Bleekeriella
- Conservation status: Least Concern (IUCN 3.1)

Scientific classification
- Kingdom: Animalia
- Phylum: Chordata
- Class: Actinopterygii
- Order: Siluriformes
- Family: Ariidae
- Genus: Bleekeriella Marceniuk, Oliveira & Ferraris, 2023
- Species: B. leptaspis
- Binomial name: Bleekeriella leptaspis (Bleeker, 1862)
- Synonyms: Ariopsis leptaspis (Bleeker, 1862); Arius leptaspis (Bleeker, 1862); Neoarius leptaspis (Bleeker, 1862); Hexanematichthys leptaspis Bleeker, 1862;

= Bleekeriella =

- Genus: Bleekeriella
- Species: leptaspis
- Authority: (Bleeker, 1862)
- Conservation status: LC
- Synonyms: Ariopsis leptaspis (Bleeker, 1862), Arius leptaspis (Bleeker, 1862), Neoarius leptaspis (Bleeker, 1862), Hexanematichthys leptaspis Bleeker, 1862
- Parent authority: Marceniuk, Oliveira & Ferraris, 2023

Species of catfish

Bleekeriella leptaspis, the triangular shield catfish, boofhead catfish, freshwater forked tailed catfish, salmon catfish, or lesser salmon catfish, is a monospecific genus of catfish in the family Ariidae. It was described by Pieter Bleeker in 1862, originally under the genus Hexanematichthys. It inhabits marine, brackish and freshwaters in Australia and New Guinea, at a maximum known depth of 135 m. It reaches a maximum standard length of 60 cm.

The generic name honours Dutch ichthýologist Pieter Bleeker.

It is the only member of the monospecific genus Bleekeriella.

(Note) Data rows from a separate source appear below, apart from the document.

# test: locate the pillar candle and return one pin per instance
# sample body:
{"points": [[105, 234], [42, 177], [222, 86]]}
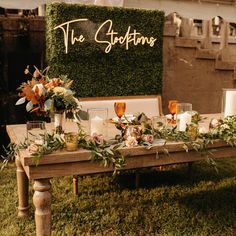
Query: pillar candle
{"points": [[96, 125], [184, 119], [230, 103]]}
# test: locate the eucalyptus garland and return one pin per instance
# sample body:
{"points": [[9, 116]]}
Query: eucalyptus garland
{"points": [[108, 151]]}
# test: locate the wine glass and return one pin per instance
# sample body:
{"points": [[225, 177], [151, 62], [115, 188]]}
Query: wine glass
{"points": [[172, 109], [119, 108]]}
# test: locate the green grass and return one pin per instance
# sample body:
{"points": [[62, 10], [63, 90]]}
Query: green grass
{"points": [[167, 203]]}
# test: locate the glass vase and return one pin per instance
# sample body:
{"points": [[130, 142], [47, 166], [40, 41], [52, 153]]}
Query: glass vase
{"points": [[58, 119]]}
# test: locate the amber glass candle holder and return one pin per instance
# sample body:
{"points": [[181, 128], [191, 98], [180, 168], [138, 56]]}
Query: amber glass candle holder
{"points": [[71, 140]]}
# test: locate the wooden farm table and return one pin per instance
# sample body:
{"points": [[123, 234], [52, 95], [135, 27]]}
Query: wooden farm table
{"points": [[63, 163]]}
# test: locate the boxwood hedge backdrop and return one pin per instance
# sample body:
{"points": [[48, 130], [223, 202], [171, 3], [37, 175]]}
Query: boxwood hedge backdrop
{"points": [[136, 71]]}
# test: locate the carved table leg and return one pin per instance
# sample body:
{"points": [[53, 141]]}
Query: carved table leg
{"points": [[42, 203], [75, 184], [23, 189]]}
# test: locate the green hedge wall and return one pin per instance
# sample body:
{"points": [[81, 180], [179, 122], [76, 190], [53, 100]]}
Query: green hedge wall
{"points": [[136, 71]]}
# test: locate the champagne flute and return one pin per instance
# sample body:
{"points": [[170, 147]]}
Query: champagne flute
{"points": [[119, 108], [172, 109]]}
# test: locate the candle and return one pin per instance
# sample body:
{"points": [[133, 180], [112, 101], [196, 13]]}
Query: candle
{"points": [[96, 125], [184, 119], [71, 141], [230, 103]]}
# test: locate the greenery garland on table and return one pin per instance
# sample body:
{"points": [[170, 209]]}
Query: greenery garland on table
{"points": [[108, 151]]}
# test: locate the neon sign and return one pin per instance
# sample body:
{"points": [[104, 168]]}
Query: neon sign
{"points": [[112, 37]]}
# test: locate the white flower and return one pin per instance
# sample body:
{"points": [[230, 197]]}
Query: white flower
{"points": [[59, 90]]}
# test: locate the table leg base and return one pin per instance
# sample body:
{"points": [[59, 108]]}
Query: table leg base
{"points": [[23, 212]]}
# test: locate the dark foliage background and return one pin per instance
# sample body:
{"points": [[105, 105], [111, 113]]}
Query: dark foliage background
{"points": [[137, 71]]}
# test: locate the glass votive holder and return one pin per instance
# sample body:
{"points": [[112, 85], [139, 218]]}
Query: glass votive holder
{"points": [[98, 121], [71, 140], [159, 122], [36, 131], [229, 102], [183, 115]]}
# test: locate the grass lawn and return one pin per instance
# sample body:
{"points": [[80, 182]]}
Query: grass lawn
{"points": [[168, 202]]}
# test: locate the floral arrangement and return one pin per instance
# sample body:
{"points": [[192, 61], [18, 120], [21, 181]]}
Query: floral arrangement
{"points": [[43, 94]]}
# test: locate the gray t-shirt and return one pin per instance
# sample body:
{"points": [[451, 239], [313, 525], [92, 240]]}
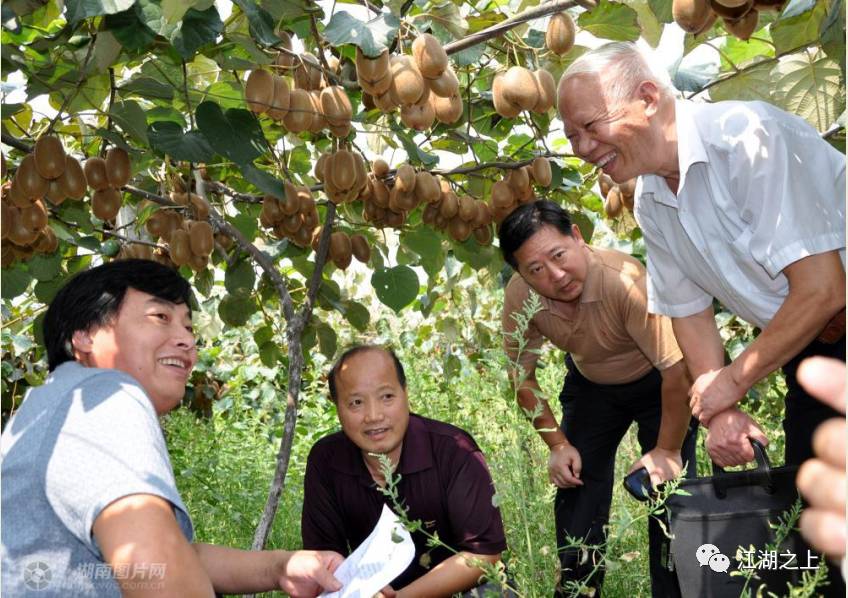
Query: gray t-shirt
{"points": [[82, 440]]}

The diet of the triangular shield catfish includes insects, mollusks, prawns, finfish and aquatic plants. It is preyed upon by fish such as Scleropages jardinii and the barramundi, and snakes in the species Acrochordus arafurae.

The triangular shield catfish breeds between September and January.